Seroconversion in septic ICU patients presenting with COVID-19: necessary but not sufficient
Archives of Medical Research | September 6, 2021
Conti F, Oriol G, Cheynet V, Tardiveau C, Cerrato E, Rimmelé T, Lukaszewicz AC, Argaud L, Cour M, Brengel-Pesce K, Venet F and Monneret G
Arch Med Res. 2021
This study was performed using the Quanterix HD-1 Analyzer.
As COVID-19 pandemic and vaccination effects progress, research now focuses on adaptive immunological response to SARS-CoV-2. Few studies specifically investigated intensive care unit (ICU) patients, and little is known about kinetics of humoral response in such critically ill patients. In this context, the main objective of the present work was to perform a longitudinal analysis of the humoral response in critically ill COVID-19 patients with prolonged ICU stays in regard with initial inflammatory response, disease severity and mortality.
Over a 3 week period, circulating immunoglobulins (Ig) against SARS-CoV-2 along with several immunological and clinical parameters were measured in 64 ICU COVID-19 patients.

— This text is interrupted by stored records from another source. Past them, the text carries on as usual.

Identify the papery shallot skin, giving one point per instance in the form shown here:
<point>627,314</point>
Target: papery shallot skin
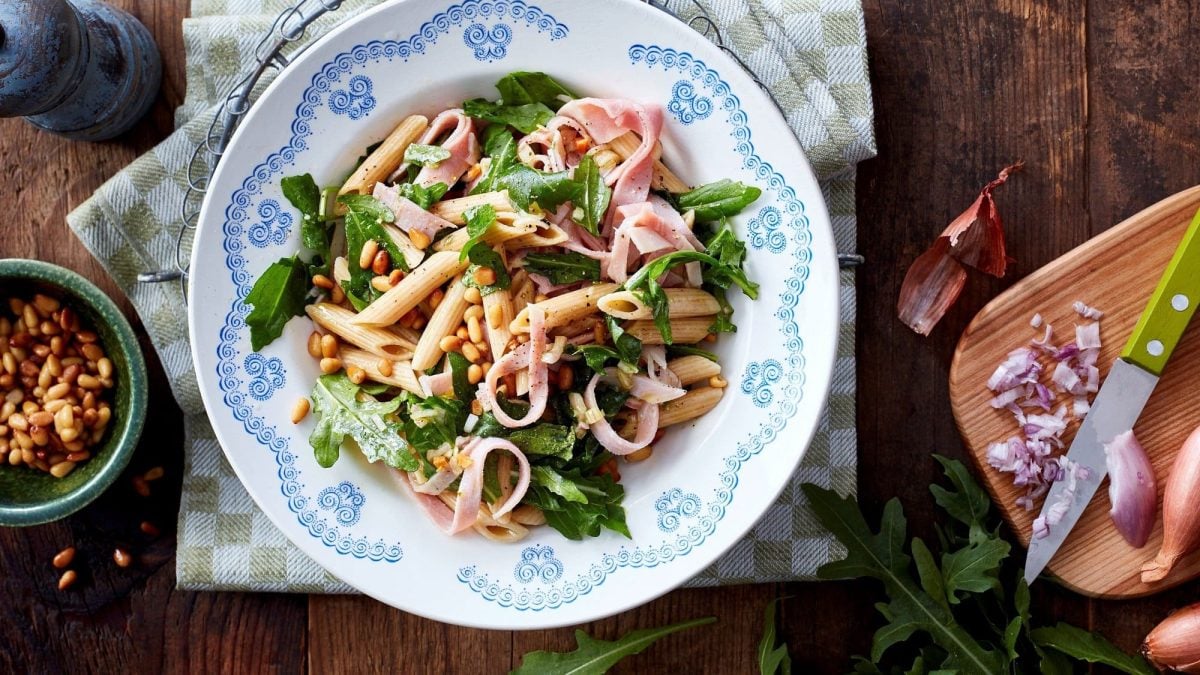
<point>1175,643</point>
<point>1132,489</point>
<point>1181,512</point>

Critically ill COVID-19 patients mounted a dynamic and sustained antibody response of both IgM and IgG as soon as the first day of ICU hospitalization. This serological response was not associated with any of the classical immunological parameters measured at ICU admission or with initial severity clinical scores. IgM and IgG levels and seroconversion trajectories were not associated with unfavourable outcome.
Despite rapid seroconversion and elevated humoral response, COVID-19 patients are still characterized by elevated mortality. Additional studies, including cytotoxic T cell functions, are mandatory to understand the immunological mechanisms contributing to long stay of COVID-19 patients in ICU.